Let’s talk about sex and babies. Obviously to have a baby, you have to have sex. What about after conception? I didn’t realize just how much having a baby would effect my sex life. This is a topic I felt fairly alone in, until I was able to open up to friends and realized I was definitely not alone. There is also a TON of variance in couples (obviously) so take this with a grain of salt.
After having our little girl, I assumed once I was healed from birth and got the go ahead from my doctor, my sex life would resume as normal. Little did I realize the tiny, alien like potato baby was also a succubus and would suck all the life and energy out of me and my husband for basically the first three months of her life. We did, however, make it over the first time postpartum hurdle. We took it slow, lowered all expectations, and it was fine.
Once that bubble was broken, and we were getting into the swing of parenthood again I thought, “surely now, our relationship will resume as it was”. Again friends, I was so wrong. When you have a baby, it is so easy to let the intimate and romantic part of your relationship slowly fade away. You become so focused on your child, your house, work, family, basically everything else but each other. As the months went by, sex was few and far between, but what really suffered was any form of casual intimacy between us. No longer were there hugs when he arrived home, kisses goodbye in the morning, a passing touch in the hallway, snuggling on the couch at night. We both retreated into ourselves, and became co-parenting roommates without even realizing it.
I thought my marriage was failing. I thought it was all my fault, because most days by the end of the night the last thing I was thinking about was sex. I was exhausted. My body was still not my own, as I’ve exclusively breastfed Claire. I felt touched out some days, after having a clingy baby on me. And the lack of casual intimacy affected me greatly. I didn’t want to have sex with someone who I’ve barely talked to all day. Who I haven’t touched in days. It felt like I’d be jumping into bed with a stranger.
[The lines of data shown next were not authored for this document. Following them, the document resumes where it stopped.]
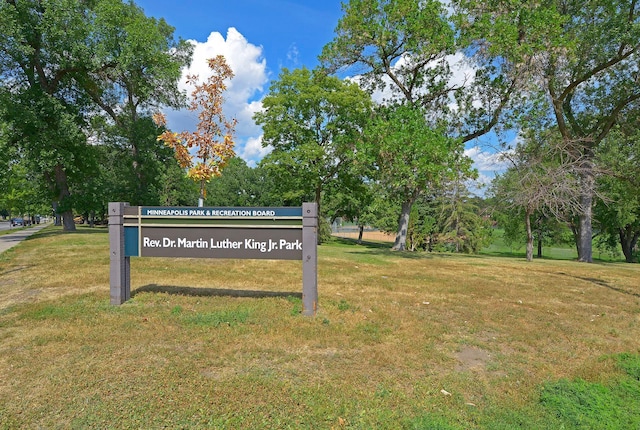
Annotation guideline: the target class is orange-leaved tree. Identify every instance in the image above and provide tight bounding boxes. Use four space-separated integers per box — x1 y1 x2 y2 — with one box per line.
154 55 237 207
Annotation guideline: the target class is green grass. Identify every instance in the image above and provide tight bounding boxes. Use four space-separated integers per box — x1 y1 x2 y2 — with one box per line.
1 225 639 428
176 306 252 327
540 354 640 429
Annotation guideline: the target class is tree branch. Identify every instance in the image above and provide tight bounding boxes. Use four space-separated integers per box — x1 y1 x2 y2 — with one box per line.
461 75 518 143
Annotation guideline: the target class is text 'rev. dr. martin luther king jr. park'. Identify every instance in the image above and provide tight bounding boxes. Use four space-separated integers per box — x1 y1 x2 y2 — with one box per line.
108 202 318 316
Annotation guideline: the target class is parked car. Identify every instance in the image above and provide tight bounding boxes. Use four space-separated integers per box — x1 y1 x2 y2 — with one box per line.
10 218 24 227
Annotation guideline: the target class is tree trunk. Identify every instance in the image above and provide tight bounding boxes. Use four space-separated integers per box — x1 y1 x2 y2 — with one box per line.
525 209 533 262
537 232 543 259
569 221 579 257
357 225 364 245
315 185 322 215
52 201 61 226
315 185 323 245
393 198 414 251
577 197 593 262
54 164 76 232
198 178 205 207
60 211 75 231
577 165 594 262
619 225 639 263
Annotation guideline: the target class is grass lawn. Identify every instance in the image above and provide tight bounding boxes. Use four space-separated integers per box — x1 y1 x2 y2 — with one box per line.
1 225 639 428
479 228 626 262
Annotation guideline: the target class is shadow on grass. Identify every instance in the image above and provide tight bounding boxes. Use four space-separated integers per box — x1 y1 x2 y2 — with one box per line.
558 273 640 298
133 284 302 300
329 236 391 249
479 250 528 259
0 265 33 276
328 237 436 259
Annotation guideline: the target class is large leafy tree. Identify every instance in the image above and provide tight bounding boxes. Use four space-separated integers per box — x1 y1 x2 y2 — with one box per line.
84 1 192 207
0 0 190 229
254 67 372 214
363 104 464 250
319 0 518 250
454 0 640 262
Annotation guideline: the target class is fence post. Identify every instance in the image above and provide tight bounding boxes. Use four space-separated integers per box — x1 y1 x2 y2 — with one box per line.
109 202 130 305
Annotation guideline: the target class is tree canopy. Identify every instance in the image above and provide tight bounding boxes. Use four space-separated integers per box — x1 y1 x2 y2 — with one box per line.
254 67 372 212
0 0 190 228
455 0 640 261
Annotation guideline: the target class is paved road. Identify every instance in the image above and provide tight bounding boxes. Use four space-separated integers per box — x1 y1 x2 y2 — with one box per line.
0 222 52 254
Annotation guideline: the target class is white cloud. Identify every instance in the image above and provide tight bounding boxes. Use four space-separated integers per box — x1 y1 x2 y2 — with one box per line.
162 28 269 166
240 135 273 167
465 146 511 172
286 44 300 66
464 143 515 196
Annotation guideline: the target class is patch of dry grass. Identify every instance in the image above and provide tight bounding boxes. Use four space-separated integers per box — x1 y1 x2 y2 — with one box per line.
1 226 639 428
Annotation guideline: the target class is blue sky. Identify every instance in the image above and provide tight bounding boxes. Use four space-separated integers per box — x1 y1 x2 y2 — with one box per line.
135 0 346 167
134 0 507 190
135 1 343 72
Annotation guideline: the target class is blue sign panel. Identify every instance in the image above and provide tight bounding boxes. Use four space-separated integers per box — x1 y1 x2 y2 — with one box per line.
124 227 139 257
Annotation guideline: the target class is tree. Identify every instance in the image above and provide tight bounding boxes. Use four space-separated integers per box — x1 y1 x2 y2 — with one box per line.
0 0 190 229
205 158 277 207
594 177 639 262
321 0 519 138
362 104 464 250
435 174 493 253
319 0 520 250
594 124 640 263
455 0 640 262
0 118 16 205
93 116 185 206
495 204 571 259
323 173 377 244
406 197 438 252
489 134 584 261
84 2 192 206
254 67 372 214
155 55 236 207
321 0 455 104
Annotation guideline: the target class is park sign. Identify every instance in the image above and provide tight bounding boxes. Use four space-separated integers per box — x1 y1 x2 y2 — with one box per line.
109 202 318 316
125 206 305 259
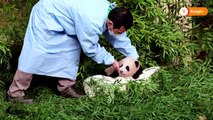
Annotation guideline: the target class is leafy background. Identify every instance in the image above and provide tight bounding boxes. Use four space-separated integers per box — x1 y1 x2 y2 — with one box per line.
0 0 212 119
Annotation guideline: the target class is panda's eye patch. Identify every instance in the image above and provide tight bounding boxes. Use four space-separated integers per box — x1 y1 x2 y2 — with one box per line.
119 64 123 67
126 66 130 71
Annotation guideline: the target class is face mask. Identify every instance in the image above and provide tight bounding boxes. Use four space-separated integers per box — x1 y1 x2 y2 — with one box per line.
108 29 122 39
One night after the baby was asleep we talked over wine. I cried, and said I didn’t understand how we got here. We absolutely let ourselves completely neglect the intimate part of our relationship. NO MORE, we cried! .
We took action to really focus on each other. Hold hands while talking on the couch. Asking each other about our day, bring casual intimacy back into our daily lives. We began to schedule sex, this may seem completely unromantic, but this way, we were setting aside time for each other. Even if sex didn’t happen, we would take the time to check in with each other. Even if it was just ending the night cuddling before falling asleep. It was a way for us to find a way back to each other.
Does that mean everything is all fixed? Absolutely not. I regularly have to check in with myself and make sure I’m still setting that time aside. It’s so easy to slip back into focusing on baby, the house, social commitments, basically anything but my husband. It is so important to communicate about it, even if it’s the most awkward thing. Grab a bottle of red, open it up and say, let’s talk about sex.